Cook Inletkeeper and Their Renewable Energy Hypocrisy

Cook Inletkeeper and Their Renewable Energy Hypocrisy

April 23, 2020

Power The Future highlighted Cook Inletkeeper last year, illuminating that nine of the Homer, Alaska-based radical environmental organization’s top ten donors were foundations headquartered in the Lower 48.  Doing the bidding of those foundations (and their donors like Tom Steyer and other anti-development ideologues) is what keeps Inletkeeper solvent, rather than in-state donors responding to their actual impact on the Alaskan environmental landscape.

Based on our continued pressure of pointing out the hypocrisy of Inletkeeper, where they say one thing and then do another, our Alaska State Director, Rick Whitbeck, was banned from their Facebook page. While they have no desire to see factual posts criticizing their efforts, they have a strange fixation on commenting on Power The Future’s activities.  The lead antagonist for their organization is Bob Shavelson.

Shavelson is the Advocacy Director with Inletkeeper.  An eco attorney by trade before joining Inletkeeper, he acts as the “big-bark-but-little-bite” mouthpiece for his organization in their attacks against development projects, and especially against Power The Future.

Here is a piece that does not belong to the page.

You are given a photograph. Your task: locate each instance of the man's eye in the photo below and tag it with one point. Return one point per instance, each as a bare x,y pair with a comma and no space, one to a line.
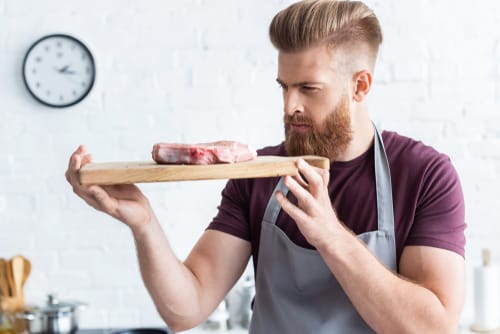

Yesterday, on Earth Day, Rick penned an op-ed that was published on Must Read Alaska, as part of its Fifth Anniversary Week series.  The post reached thousands of people, and generated a number of comments on the website and Facebook – both pro and con to Rick’s thesis – including one from Shavelson, which read in part:

“And here’s a thought: if you listen to us “eco-radicals”, we want to detach from big oil because big oil ALWAYS screws us. ALWAYS.  Alaska has world class renewables, and if we develop them, our energy costs go to ZERO…” (emphasis added)

So here’s where it gets humorous. 

Shavelson and Inletkeeper had an incredible opportunity to support a substantial green energy project.  The Susitna hydroelectric project would have supplied electricity for almost two-thirds of Alaska’s population.  It would have met nearly 50% of Southcentral Alaska’s needs at the time it was proposed. 

But Inletkeeper formally opposed the project.  Yes, you read that right, they opposed it.  They didn’t want to potentially impact salmon spawning in the river, so their board formalized a resolution opposing the project in its entirety.

So much for supporting renewable energy, Inletkeeper.  To rephrase the old Jedi sage, Yoda, “The insincerity is strong with these ones.”